Witchcraft And Divination In The Hebrew Bible

Various forms of witchcraft and divination are mentioned in the Hebrew Bible, generally with a disapproving tone. The Masoretic Text of the Torah forbids:

  • nahash; as a noun, nahash translates as snake, and as a verb it literally translates as hissing. The verb form can be extended to mean whispering, so it has historically been understood to refer to enchantment.
  • onan; onan literally translates as clouds, possibly referring to nephomancy. Some translations take this as an allusion to bird flocks, and therefore translate it as augury.
  • kashaph; kashaph is of ambiguous meaning, being either from a root meaning mutter, or from a compound of the words kash (herb) and hapalah (using) - hence meaning herb user. The Septuagint renders the same phrase as pharmakia (poison), so it may refer to magic potions.
  • being a ba'al ob; ba'al ob literally means master of spirits.
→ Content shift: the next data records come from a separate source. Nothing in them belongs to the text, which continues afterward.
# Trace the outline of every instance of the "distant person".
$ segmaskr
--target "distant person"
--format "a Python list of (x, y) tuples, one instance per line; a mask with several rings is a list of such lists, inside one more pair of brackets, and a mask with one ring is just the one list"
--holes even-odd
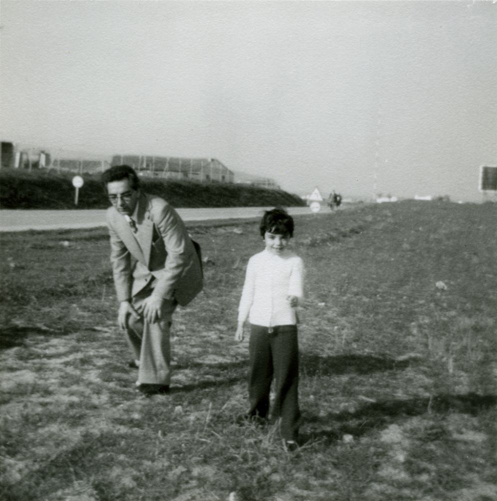
[(250, 408), (240, 417), (258, 422), (267, 419), (274, 376), (272, 416), (281, 418), (282, 438), (285, 447), (293, 449), (300, 417), (296, 308), (303, 300), (304, 265), (288, 248), (293, 219), (284, 210), (267, 211), (259, 229), (265, 248), (249, 260), (235, 334), (237, 341), (243, 340), (248, 318)]
[(118, 323), (138, 368), (138, 390), (165, 393), (171, 381), (172, 316), (178, 304), (187, 305), (202, 290), (200, 260), (175, 209), (143, 193), (131, 167), (112, 167), (102, 181), (112, 204), (106, 217)]

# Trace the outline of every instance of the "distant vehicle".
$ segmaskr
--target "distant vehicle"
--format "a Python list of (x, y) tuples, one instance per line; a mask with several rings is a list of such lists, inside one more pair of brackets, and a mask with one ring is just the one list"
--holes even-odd
[(338, 208), (342, 203), (342, 195), (339, 193), (332, 191), (328, 197), (328, 206), (333, 210), (334, 207)]

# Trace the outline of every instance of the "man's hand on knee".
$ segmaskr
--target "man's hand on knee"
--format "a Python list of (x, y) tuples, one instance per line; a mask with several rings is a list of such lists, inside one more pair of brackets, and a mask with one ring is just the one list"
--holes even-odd
[(120, 329), (123, 330), (128, 329), (128, 321), (130, 315), (132, 315), (136, 318), (140, 318), (138, 312), (129, 301), (121, 301), (117, 315), (117, 323)]
[(145, 319), (150, 324), (154, 324), (160, 320), (164, 303), (162, 298), (149, 296), (143, 301), (142, 312)]

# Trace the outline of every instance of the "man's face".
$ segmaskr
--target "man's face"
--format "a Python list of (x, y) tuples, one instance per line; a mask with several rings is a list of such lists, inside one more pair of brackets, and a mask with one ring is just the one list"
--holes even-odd
[(120, 214), (131, 215), (138, 202), (138, 191), (130, 186), (127, 178), (107, 183), (109, 199)]

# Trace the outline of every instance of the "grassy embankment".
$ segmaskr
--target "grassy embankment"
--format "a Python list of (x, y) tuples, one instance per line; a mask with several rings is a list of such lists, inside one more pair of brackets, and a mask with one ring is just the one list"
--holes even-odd
[(291, 453), (271, 426), (233, 421), (256, 222), (190, 226), (205, 290), (175, 317), (171, 394), (150, 398), (115, 326), (105, 230), (4, 235), (0, 497), (494, 499), (494, 221), (493, 205), (423, 202), (296, 218), (307, 275)]
[[(74, 173), (32, 172), (0, 169), (0, 208), (3, 209), (103, 209), (109, 201), (100, 175), (83, 175), (77, 207), (74, 205)], [(177, 208), (203, 207), (283, 207), (305, 205), (296, 195), (248, 185), (141, 178), (145, 191), (158, 195)]]

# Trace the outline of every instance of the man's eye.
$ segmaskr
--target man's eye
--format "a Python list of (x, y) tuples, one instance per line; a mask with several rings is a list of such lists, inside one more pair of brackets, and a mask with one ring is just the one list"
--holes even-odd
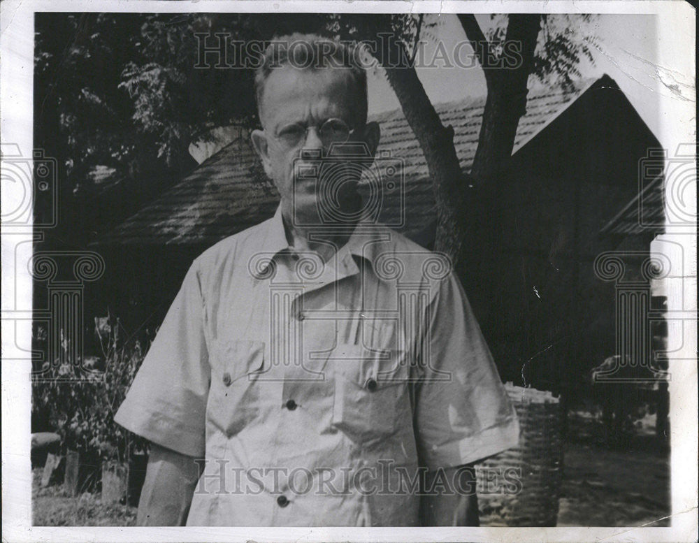
[(305, 129), (297, 124), (285, 126), (279, 132), (279, 137), (285, 140), (298, 139), (305, 133)]
[(350, 135), (350, 127), (339, 119), (332, 119), (323, 125), (322, 135), (333, 140), (345, 140)]

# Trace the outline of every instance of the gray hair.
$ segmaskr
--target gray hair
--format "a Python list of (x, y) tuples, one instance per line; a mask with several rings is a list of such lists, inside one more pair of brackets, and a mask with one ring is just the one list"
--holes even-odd
[(272, 40), (255, 72), (255, 96), (261, 120), (265, 83), (273, 70), (284, 66), (303, 70), (340, 69), (354, 87), (358, 99), (354, 108), (359, 126), (366, 123), (366, 71), (362, 64), (359, 48), (356, 45), (317, 34), (298, 33)]

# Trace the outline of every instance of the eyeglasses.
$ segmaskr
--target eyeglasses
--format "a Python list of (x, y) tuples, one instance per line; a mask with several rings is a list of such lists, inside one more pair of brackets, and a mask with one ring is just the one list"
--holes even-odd
[(319, 129), (317, 126), (305, 126), (294, 123), (282, 126), (278, 132), (276, 139), (287, 149), (296, 149), (303, 145), (312, 128), (317, 130), (318, 137), (326, 149), (333, 143), (345, 143), (350, 139), (352, 129), (342, 119), (328, 119)]

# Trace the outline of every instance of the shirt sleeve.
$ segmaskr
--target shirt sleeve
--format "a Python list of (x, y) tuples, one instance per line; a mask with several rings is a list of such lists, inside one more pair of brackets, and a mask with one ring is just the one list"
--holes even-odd
[(517, 446), (514, 409), (453, 273), (440, 282), (427, 320), (415, 407), (422, 461), (429, 469), (454, 467)]
[(196, 457), (204, 454), (210, 379), (205, 319), (195, 261), (114, 417), (135, 434)]

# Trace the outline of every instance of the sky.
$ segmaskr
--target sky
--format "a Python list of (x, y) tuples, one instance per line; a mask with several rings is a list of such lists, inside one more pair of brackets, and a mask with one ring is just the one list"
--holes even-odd
[[(455, 15), (431, 17), (438, 24), (429, 31), (433, 36), (425, 36), (428, 58), (433, 55), (437, 40), (444, 43), (447, 51), (452, 51), (459, 41), (466, 39)], [(482, 27), (490, 24), (488, 15), (477, 15), (477, 18)], [(594, 63), (581, 65), (586, 78), (606, 73), (614, 79), (661, 143), (661, 104), (668, 99), (694, 100), (696, 97), (694, 73), (669, 68), (678, 64), (677, 51), (658, 47), (658, 27), (663, 22), (660, 16), (652, 15), (598, 15), (587, 28), (598, 38), (598, 47), (593, 50)], [(462, 50), (465, 58), (471, 50), (466, 45)], [(687, 52), (688, 57), (692, 55)], [(485, 79), (477, 67), (424, 67), (418, 68), (417, 73), (433, 103), (486, 94)], [(382, 73), (375, 71), (370, 74), (368, 87), (370, 114), (399, 107)]]

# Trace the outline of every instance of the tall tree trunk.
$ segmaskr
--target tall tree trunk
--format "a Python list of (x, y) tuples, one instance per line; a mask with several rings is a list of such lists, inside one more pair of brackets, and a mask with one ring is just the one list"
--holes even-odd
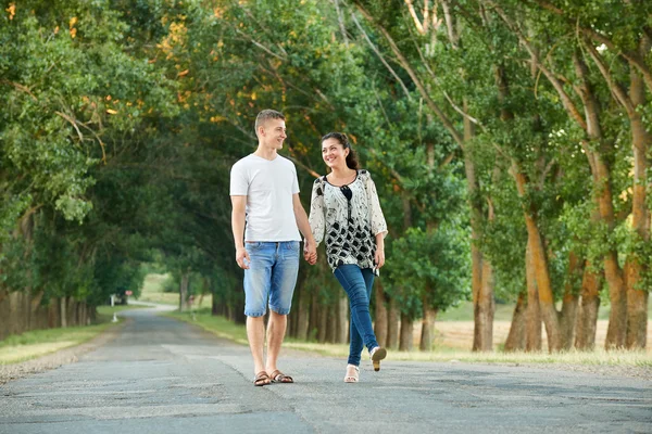
[[(644, 44), (641, 42), (641, 47)], [(642, 50), (641, 50), (642, 51)], [(648, 50), (649, 52), (649, 50)], [(647, 55), (645, 53), (643, 54)], [(634, 107), (645, 104), (645, 88), (638, 72), (630, 67), (630, 99)], [(631, 142), (634, 148), (634, 197), (631, 227), (638, 235), (638, 242), (650, 243), (650, 212), (645, 204), (649, 186), (647, 170), (649, 168), (648, 150), (651, 136), (645, 130), (643, 119), (638, 111), (630, 116)], [(627, 258), (626, 286), (627, 286), (627, 348), (644, 348), (648, 337), (648, 290), (639, 288), (643, 270), (649, 269), (650, 258), (631, 253)]]
[(299, 293), (299, 309), (297, 312), (297, 339), (301, 341), (308, 340), (309, 312), (310, 312), (310, 294), (305, 285)]
[(505, 341), (505, 352), (521, 352), (525, 349), (525, 294), (518, 294), (514, 314), (512, 316), (512, 324), (510, 326), (510, 334)]
[[(589, 51), (591, 51), (589, 49)], [(591, 167), (593, 177), (593, 192), (597, 196), (600, 221), (607, 227), (609, 232), (615, 228), (615, 216), (612, 202), (611, 169), (602, 154), (605, 148), (602, 128), (600, 125), (600, 106), (593, 92), (588, 68), (580, 53), (573, 58), (575, 72), (581, 80), (579, 97), (585, 105), (586, 123), (584, 128), (589, 139), (601, 144), (595, 150), (589, 142), (584, 142), (582, 148)], [(614, 89), (612, 89), (614, 90)], [(615, 250), (606, 252), (603, 258), (604, 277), (609, 285), (612, 310), (609, 317), (605, 348), (620, 348), (625, 345), (627, 326), (627, 293), (623, 271), (618, 266), (618, 253)]]
[[(468, 112), (464, 100), (464, 111)], [(464, 141), (473, 139), (473, 123), (464, 118)], [(471, 208), (471, 260), (473, 291), (473, 350), (490, 352), (493, 349), (493, 279), (489, 260), (480, 251), (479, 240), (482, 221), (482, 207), (478, 197), (478, 181), (475, 163), (469, 152), (464, 152), (464, 171), (468, 189), (468, 206)]]
[(525, 280), (527, 283), (527, 309), (526, 309), (526, 352), (541, 350), (541, 309), (539, 307), (539, 291), (535, 277), (535, 264), (530, 243), (525, 251)]
[(179, 311), (188, 310), (188, 290), (190, 286), (190, 272), (181, 272), (181, 281), (179, 282)]
[(65, 329), (67, 327), (67, 297), (59, 298), (59, 308), (61, 309), (61, 328)]
[(321, 306), (318, 311), (318, 324), (317, 324), (317, 342), (323, 344), (327, 339), (328, 331), (328, 306)]
[(328, 305), (328, 314), (326, 320), (326, 342), (331, 344), (336, 343), (337, 337), (337, 305), (338, 303), (331, 303)]
[(376, 341), (378, 341), (378, 345), (380, 346), (388, 346), (387, 345), (387, 327), (388, 327), (388, 320), (387, 320), (387, 306), (385, 305), (386, 303), (386, 297), (385, 297), (385, 290), (383, 289), (383, 284), (380, 283), (380, 281), (378, 280), (378, 282), (376, 283), (376, 291), (375, 291), (375, 297), (376, 297), (376, 321), (374, 323), (374, 332), (376, 333)]
[(391, 349), (399, 347), (399, 306), (394, 298), (390, 298), (387, 311), (387, 347)]
[(591, 264), (587, 260), (581, 279), (581, 305), (577, 318), (577, 333), (575, 337), (575, 347), (577, 349), (593, 350), (595, 348), (601, 281), (602, 277), (591, 270)]
[(411, 352), (414, 346), (414, 321), (409, 316), (401, 314), (401, 342), (399, 350)]
[[(521, 197), (525, 197), (527, 187), (525, 175), (523, 175), (515, 163), (512, 165), (512, 171), (516, 179), (518, 194)], [(539, 291), (541, 318), (543, 319), (546, 333), (548, 334), (548, 348), (550, 352), (559, 352), (562, 346), (562, 336), (557, 312), (554, 307), (554, 296), (550, 280), (550, 270), (548, 268), (548, 258), (546, 257), (546, 250), (543, 248), (543, 240), (539, 227), (537, 226), (536, 213), (532, 209), (526, 208), (524, 205), (524, 216), (525, 225), (527, 227), (528, 243), (531, 246), (537, 289)]]
[(349, 297), (343, 294), (337, 305), (337, 327), (335, 342), (346, 344), (349, 335)]
[(308, 318), (308, 339), (317, 340), (319, 333), (319, 304), (317, 292), (313, 292), (310, 302), (310, 317)]
[(575, 342), (575, 323), (577, 321), (577, 305), (579, 291), (575, 288), (576, 281), (581, 276), (581, 261), (574, 252), (568, 257), (568, 277), (564, 289), (560, 327), (562, 329), (562, 349), (570, 349)]
[(424, 318), (422, 319), (422, 336), (418, 345), (421, 350), (432, 350), (432, 342), (435, 341), (435, 319), (437, 318), (437, 309), (424, 307)]

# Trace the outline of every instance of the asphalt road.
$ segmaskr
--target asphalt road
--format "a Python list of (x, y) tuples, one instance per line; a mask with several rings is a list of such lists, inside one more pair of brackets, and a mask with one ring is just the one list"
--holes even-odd
[(652, 433), (652, 381), (553, 369), (287, 353), (296, 384), (252, 385), (249, 349), (155, 316), (77, 363), (0, 386), (0, 433)]

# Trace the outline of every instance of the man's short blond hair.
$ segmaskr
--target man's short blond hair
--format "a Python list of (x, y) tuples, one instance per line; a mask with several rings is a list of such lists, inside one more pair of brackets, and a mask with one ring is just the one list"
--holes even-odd
[(259, 115), (255, 117), (255, 133), (258, 135), (258, 128), (263, 125), (264, 123), (266, 123), (269, 119), (283, 119), (285, 120), (285, 116), (283, 115), (283, 113), (277, 112), (275, 110), (263, 110), (261, 113), (259, 113)]

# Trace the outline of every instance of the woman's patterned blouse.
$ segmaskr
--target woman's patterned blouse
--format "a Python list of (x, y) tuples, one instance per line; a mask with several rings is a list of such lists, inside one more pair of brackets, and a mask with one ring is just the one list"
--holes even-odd
[(317, 178), (309, 221), (317, 245), (326, 232), (326, 256), (333, 271), (344, 264), (375, 269), (376, 235), (387, 235), (387, 222), (367, 170), (358, 170), (355, 180), (343, 187), (331, 186), (325, 176)]

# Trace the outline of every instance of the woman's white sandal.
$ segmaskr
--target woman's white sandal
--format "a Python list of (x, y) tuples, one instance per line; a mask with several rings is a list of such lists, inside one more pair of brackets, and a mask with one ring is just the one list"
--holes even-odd
[[(353, 374), (349, 375), (349, 369), (353, 368)], [(360, 380), (360, 368), (355, 365), (347, 365), (347, 375), (344, 376), (344, 383), (358, 383)]]
[(374, 363), (374, 371), (378, 372), (380, 370), (380, 360), (387, 357), (387, 349), (376, 346), (371, 350), (369, 356), (372, 363)]

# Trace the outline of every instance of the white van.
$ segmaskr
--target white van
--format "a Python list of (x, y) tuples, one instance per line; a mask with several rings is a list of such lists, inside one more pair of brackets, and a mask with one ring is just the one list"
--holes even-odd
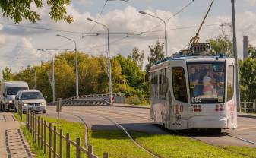
[(9, 109), (14, 109), (14, 102), (17, 92), (28, 89), (27, 82), (10, 81), (1, 83), (0, 109), (8, 111)]
[(22, 106), (23, 112), (30, 110), (46, 113), (46, 101), (39, 90), (19, 91), (15, 99), (16, 109), (18, 106)]

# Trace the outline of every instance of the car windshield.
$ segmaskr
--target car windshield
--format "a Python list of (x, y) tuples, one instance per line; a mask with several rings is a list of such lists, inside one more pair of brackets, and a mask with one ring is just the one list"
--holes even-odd
[(188, 64), (191, 103), (224, 102), (224, 62)]
[(7, 95), (16, 95), (18, 91), (27, 90), (27, 87), (10, 87), (7, 88), (6, 94)]
[(36, 100), (43, 99), (40, 92), (24, 92), (21, 95), (21, 100)]

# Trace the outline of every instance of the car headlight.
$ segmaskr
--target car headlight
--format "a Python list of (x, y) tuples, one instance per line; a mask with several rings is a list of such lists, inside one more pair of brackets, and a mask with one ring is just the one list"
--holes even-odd
[(46, 106), (46, 104), (45, 103), (40, 103), (40, 106)]

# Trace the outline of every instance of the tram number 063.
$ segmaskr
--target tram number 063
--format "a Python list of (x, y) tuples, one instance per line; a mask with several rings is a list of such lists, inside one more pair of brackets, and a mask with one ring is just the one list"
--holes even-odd
[(191, 101), (192, 101), (192, 103), (201, 103), (202, 102), (202, 99), (201, 98), (198, 98), (198, 97), (192, 97)]

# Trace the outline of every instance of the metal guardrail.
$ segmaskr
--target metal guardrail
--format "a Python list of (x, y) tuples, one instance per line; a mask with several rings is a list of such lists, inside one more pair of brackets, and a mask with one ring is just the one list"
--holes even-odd
[(240, 112), (256, 113), (256, 102), (241, 102)]
[(19, 114), (20, 117), (21, 117), (21, 119), (22, 121), (22, 114), (23, 114), (23, 109), (22, 109), (22, 104), (18, 104), (17, 106), (17, 113)]
[[(98, 158), (93, 153), (93, 147), (88, 146), (86, 149), (81, 145), (81, 139), (77, 138), (76, 141), (70, 139), (69, 133), (63, 134), (63, 130), (57, 131), (54, 123), (46, 122), (43, 118), (40, 118), (34, 112), (29, 111), (27, 112), (26, 127), (33, 136), (33, 140), (37, 147), (43, 150), (44, 154), (52, 158)], [(103, 158), (108, 158), (109, 154), (104, 153)]]
[[(115, 103), (125, 103), (125, 95), (122, 93), (112, 94)], [(48, 105), (56, 105), (57, 102), (49, 103)], [(77, 97), (67, 98), (62, 100), (62, 106), (84, 106), (84, 105), (110, 105), (109, 94), (84, 95)]]

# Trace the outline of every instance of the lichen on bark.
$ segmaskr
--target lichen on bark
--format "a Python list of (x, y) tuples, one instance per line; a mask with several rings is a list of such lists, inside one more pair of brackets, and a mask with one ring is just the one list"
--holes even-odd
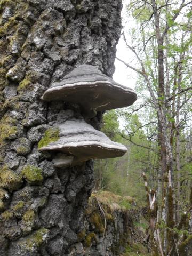
[[(93, 162), (58, 170), (38, 150), (53, 125), (82, 118), (78, 106), (41, 97), (81, 64), (112, 76), (121, 8), (121, 0), (0, 1), (0, 255), (77, 255)], [(99, 129), (101, 116), (89, 122)]]

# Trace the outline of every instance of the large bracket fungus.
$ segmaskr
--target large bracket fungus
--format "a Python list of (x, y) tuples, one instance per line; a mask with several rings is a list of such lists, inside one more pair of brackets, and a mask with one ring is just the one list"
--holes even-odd
[(55, 167), (75, 165), (91, 159), (117, 157), (127, 151), (124, 145), (112, 141), (83, 119), (67, 121), (55, 129), (59, 130), (58, 139), (44, 146), (40, 141), (39, 147), (41, 151), (60, 153), (53, 158)]
[(42, 99), (78, 104), (83, 113), (127, 107), (137, 100), (137, 94), (95, 67), (84, 64), (65, 76), (62, 81), (54, 83)]

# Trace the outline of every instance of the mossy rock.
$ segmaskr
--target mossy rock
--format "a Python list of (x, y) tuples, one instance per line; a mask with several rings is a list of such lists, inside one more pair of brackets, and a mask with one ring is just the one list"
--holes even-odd
[(25, 147), (25, 146), (21, 145), (17, 148), (16, 152), (19, 155), (26, 155), (29, 151), (28, 148)]
[(42, 170), (34, 165), (27, 165), (21, 171), (22, 177), (33, 185), (39, 185), (43, 182)]
[(18, 190), (22, 183), (21, 177), (14, 173), (6, 165), (4, 165), (0, 169), (0, 187), (2, 188), (12, 191)]
[(90, 221), (95, 227), (95, 229), (99, 233), (103, 233), (104, 232), (104, 225), (103, 220), (100, 216), (99, 212), (94, 211), (90, 217)]
[(94, 232), (91, 232), (85, 238), (84, 242), (84, 245), (86, 247), (89, 247), (91, 245), (92, 242), (94, 241), (96, 243), (98, 243), (98, 241), (96, 237), (96, 235)]
[(57, 141), (59, 139), (59, 128), (50, 128), (46, 131), (45, 135), (38, 144), (39, 149), (48, 145), (51, 142)]
[(15, 119), (9, 116), (3, 117), (0, 121), (0, 142), (4, 140), (14, 139), (17, 133), (17, 127), (14, 125)]
[(35, 249), (38, 249), (42, 245), (44, 241), (46, 240), (49, 233), (49, 229), (42, 228), (27, 239), (21, 242), (20, 246), (22, 248), (25, 248), (26, 252), (32, 252), (34, 249), (35, 250)]
[(82, 241), (86, 236), (86, 230), (83, 229), (81, 232), (77, 234), (77, 237), (79, 241)]
[(1, 214), (4, 220), (9, 220), (13, 217), (13, 213), (10, 211), (5, 211)]
[(23, 201), (20, 201), (15, 205), (13, 206), (13, 211), (18, 211), (22, 210), (25, 205), (25, 203)]
[(34, 211), (29, 210), (27, 211), (22, 217), (22, 220), (26, 225), (31, 225), (34, 221), (35, 218), (35, 213)]
[(27, 90), (32, 85), (32, 83), (28, 78), (25, 78), (19, 84), (17, 90), (18, 92)]

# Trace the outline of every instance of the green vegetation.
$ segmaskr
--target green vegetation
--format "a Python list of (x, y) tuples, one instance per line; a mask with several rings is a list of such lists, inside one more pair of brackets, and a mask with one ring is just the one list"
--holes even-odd
[(21, 177), (14, 173), (6, 165), (0, 169), (0, 187), (12, 191), (17, 190), (22, 184)]
[(34, 211), (29, 210), (25, 213), (22, 218), (26, 225), (30, 225), (35, 219), (35, 214)]
[(59, 128), (50, 128), (45, 132), (45, 135), (38, 144), (39, 149), (48, 145), (50, 142), (57, 141), (59, 139)]
[(25, 155), (28, 151), (28, 148), (27, 148), (25, 146), (20, 146), (16, 149), (16, 152), (19, 155)]
[(13, 207), (13, 210), (15, 211), (21, 210), (23, 208), (25, 203), (23, 201), (20, 201)]
[(81, 232), (77, 234), (77, 237), (79, 241), (82, 241), (86, 236), (86, 230), (83, 229)]
[(28, 89), (32, 83), (28, 78), (25, 78), (19, 84), (18, 87), (18, 91), (20, 92), (25, 89)]
[(84, 241), (84, 246), (86, 247), (90, 247), (91, 243), (94, 241), (96, 243), (98, 242), (96, 235), (94, 232), (91, 232), (89, 234), (85, 237)]
[(90, 221), (94, 225), (98, 231), (101, 233), (104, 232), (103, 221), (98, 212), (94, 212), (91, 214)]
[(1, 216), (5, 220), (9, 220), (13, 217), (13, 214), (11, 212), (5, 211), (1, 214)]
[(142, 244), (132, 244), (125, 248), (124, 253), (121, 256), (150, 256), (151, 254), (148, 253), (147, 248)]
[(26, 241), (21, 242), (21, 246), (25, 246), (26, 249), (32, 251), (33, 248), (39, 248), (49, 233), (49, 229), (42, 228), (30, 236)]
[(38, 185), (43, 182), (42, 169), (34, 165), (26, 166), (22, 170), (21, 174), (29, 184)]
[(0, 142), (14, 138), (17, 133), (17, 127), (14, 125), (15, 120), (8, 116), (3, 117), (0, 121)]

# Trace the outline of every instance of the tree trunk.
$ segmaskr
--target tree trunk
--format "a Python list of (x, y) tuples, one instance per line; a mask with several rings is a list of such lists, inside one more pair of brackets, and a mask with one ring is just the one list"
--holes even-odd
[[(53, 124), (81, 117), (77, 106), (40, 97), (82, 63), (112, 76), (121, 1), (2, 0), (0, 5), (0, 255), (77, 255), (93, 161), (56, 169), (51, 155), (38, 150)], [(90, 122), (98, 129), (101, 117), (98, 113)]]

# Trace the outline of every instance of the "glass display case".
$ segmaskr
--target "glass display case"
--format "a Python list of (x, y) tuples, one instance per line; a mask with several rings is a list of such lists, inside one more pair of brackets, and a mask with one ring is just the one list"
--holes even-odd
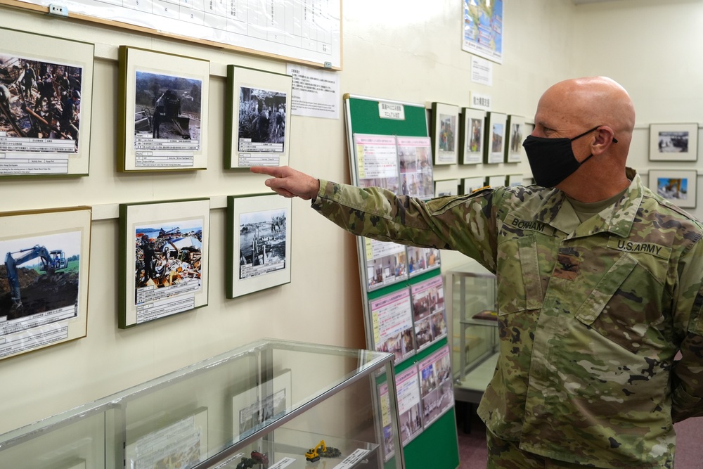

The corresponding parts of the Septuagint refer to eggastrimuthos (gastromancy), a form of necromantic ventriloquism, in which the voice seems to be located in the stomach.
  • being a yidde'oni; yidde'oni literally means gainer of information from ghosts
  • being a doresh el ha-metim; doresh el ha-metim literally means (one who) questions corpses
  • qasam qesem; qasam qesem literally means distributes distributions, possibly referring to cleromancy
  • khabar kheber; khabar kheber literally means join joinings, possibly referring to charms

The exact difference between the three forbidden forms of necromancy is a matter of uncertainty; yidde'oni is usually only mentioned together with ba'al ob, and its semantic similarity to doresh el ha-metim raises the question of why all three are mentioned in the same verse of Deuteronomy. Classical Jewish sources argued that yidde'oni might be another form of ventriloquism, in which the voice is cast into at a bone which is placed into the ventriloquist's mouth. Rashi describes the doresh el ha-metim as a person who would sleep in cemeteries, after having starved themselves, in order to become possessed. The Witch of Endor was a ba'al ob; the Septuagint again renders this as eggastrimuthos, thus describing her as a (necromantic) ventriloquist, although (one who has) familiar spirits is the more common English translation.

Like the law code of Hammurabi, the Torah assigns the death penalty to practitioners of certain forms of witchcraft/divination; the Holiness Code of Leviticus ascribes the death penalty for two of the three necromantic practices, namely Ba'al ob and Yidde'oni, while the Covenant Code of Exodus ascribes it for kashaph.